Archbishop fears impact of welfare cuts on families

The head of the Roman Catholic Church in England has warned that vulnerable families may be hit worst by the Government’s welfare cuts.

The Archbishop of Westminster, the Most Rev Vincent Nichols, outlined his concerns in a letter to the Work and Pensions Secretary, Iain Duncan Smith, that has been seen by The Times.

According to the newspaper, the Catholic leader spoke of the risk to thousands of poor families, who face being forced out of their homes as a result of cuts being made to housing benefit.

He said that the loss of £93 a week for 50,000 families was a “significant sum for those struggling financially”.

He warned that if media reports of 40,000 families being made homeless were correct “it would surely be a perverse result of policies aimed at reducing dependency of the ‘benefits culture’, since emergency support would immediately need to be put in place”.

The Archbishop voiced concern over the 15 per cent rise in youth homelessness and the prospect of children having to move home and schools because their parents cannot keep up with the cost of housing.

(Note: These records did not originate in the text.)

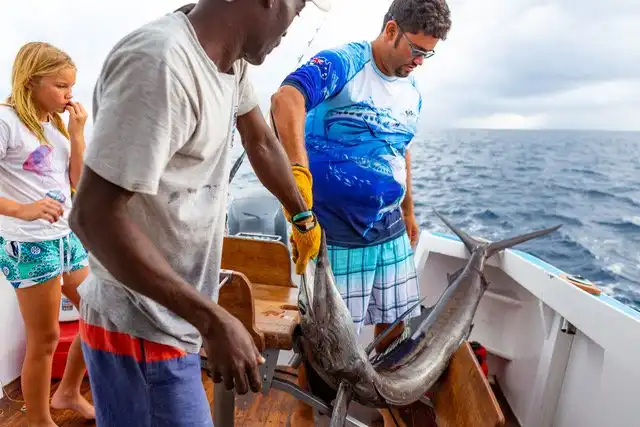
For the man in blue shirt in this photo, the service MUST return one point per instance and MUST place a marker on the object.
(346, 119)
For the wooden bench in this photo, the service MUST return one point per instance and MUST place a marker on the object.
(464, 397)
(260, 293)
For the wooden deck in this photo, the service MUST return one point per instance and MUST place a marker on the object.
(272, 411)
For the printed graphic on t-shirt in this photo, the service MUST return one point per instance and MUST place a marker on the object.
(359, 126)
(39, 161)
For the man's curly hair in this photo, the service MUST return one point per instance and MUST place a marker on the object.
(429, 17)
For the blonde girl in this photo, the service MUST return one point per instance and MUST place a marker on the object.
(40, 161)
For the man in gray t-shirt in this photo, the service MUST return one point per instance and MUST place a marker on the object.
(151, 208)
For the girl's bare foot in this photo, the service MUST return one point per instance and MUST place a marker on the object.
(75, 402)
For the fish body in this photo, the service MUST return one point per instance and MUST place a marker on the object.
(401, 376)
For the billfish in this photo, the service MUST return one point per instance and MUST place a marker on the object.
(328, 342)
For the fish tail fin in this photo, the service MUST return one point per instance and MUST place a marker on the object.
(343, 398)
(501, 245)
(470, 243)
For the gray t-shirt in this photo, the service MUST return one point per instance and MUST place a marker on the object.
(164, 120)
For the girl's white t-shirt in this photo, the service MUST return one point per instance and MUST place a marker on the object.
(31, 171)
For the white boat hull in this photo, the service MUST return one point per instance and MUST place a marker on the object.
(549, 377)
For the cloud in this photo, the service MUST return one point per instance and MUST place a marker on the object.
(505, 64)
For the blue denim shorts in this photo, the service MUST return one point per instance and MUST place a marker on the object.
(138, 383)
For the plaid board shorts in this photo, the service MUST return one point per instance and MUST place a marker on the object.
(26, 264)
(378, 283)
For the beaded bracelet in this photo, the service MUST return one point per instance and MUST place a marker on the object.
(301, 216)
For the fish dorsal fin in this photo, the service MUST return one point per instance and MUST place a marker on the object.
(341, 405)
(469, 242)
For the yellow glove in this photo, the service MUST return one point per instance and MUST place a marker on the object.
(304, 244)
(304, 181)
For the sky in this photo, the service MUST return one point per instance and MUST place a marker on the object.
(515, 64)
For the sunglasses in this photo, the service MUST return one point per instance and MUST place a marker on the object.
(416, 51)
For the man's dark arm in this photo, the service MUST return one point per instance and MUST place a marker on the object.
(269, 160)
(99, 217)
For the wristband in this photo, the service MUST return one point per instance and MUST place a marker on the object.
(301, 216)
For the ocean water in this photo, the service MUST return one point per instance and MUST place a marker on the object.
(496, 183)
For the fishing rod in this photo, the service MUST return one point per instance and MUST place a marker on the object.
(240, 160)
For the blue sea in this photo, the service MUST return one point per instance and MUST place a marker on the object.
(496, 183)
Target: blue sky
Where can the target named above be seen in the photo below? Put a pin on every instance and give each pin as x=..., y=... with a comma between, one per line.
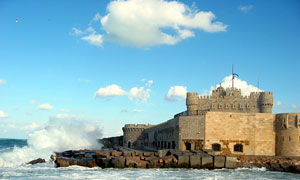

Westminster council estimates it could lose more than 1,500 pupils, or around 260 per school year, as a result of the cuts.

“We fear that the cost of this may be felt most by vulnerable families, whose support networks may rapidly disappear in the process,” the Archbishop said.

The Government is imposing new limits of £400-a-week for a four-bedroom home, £340 for a three-bedroom home, £290 for a two-bedroom home and £250 for a one-bedroom home.

The Archbishop wrote: “I recognise the difficulties which must arise in seeking to promote fairness between those in work and those of working age receiving benefits, but our own agencies working with poor families are increasingly concerned with how the detail of the changes will affect those families.”

His letter follows a similar warning from the Archbishop of Canterbury in an editorial he wrote for New Statesman last month. Dr Rowan Williams accused the Government of pushing through “radical, long-term policies for which no one voted”.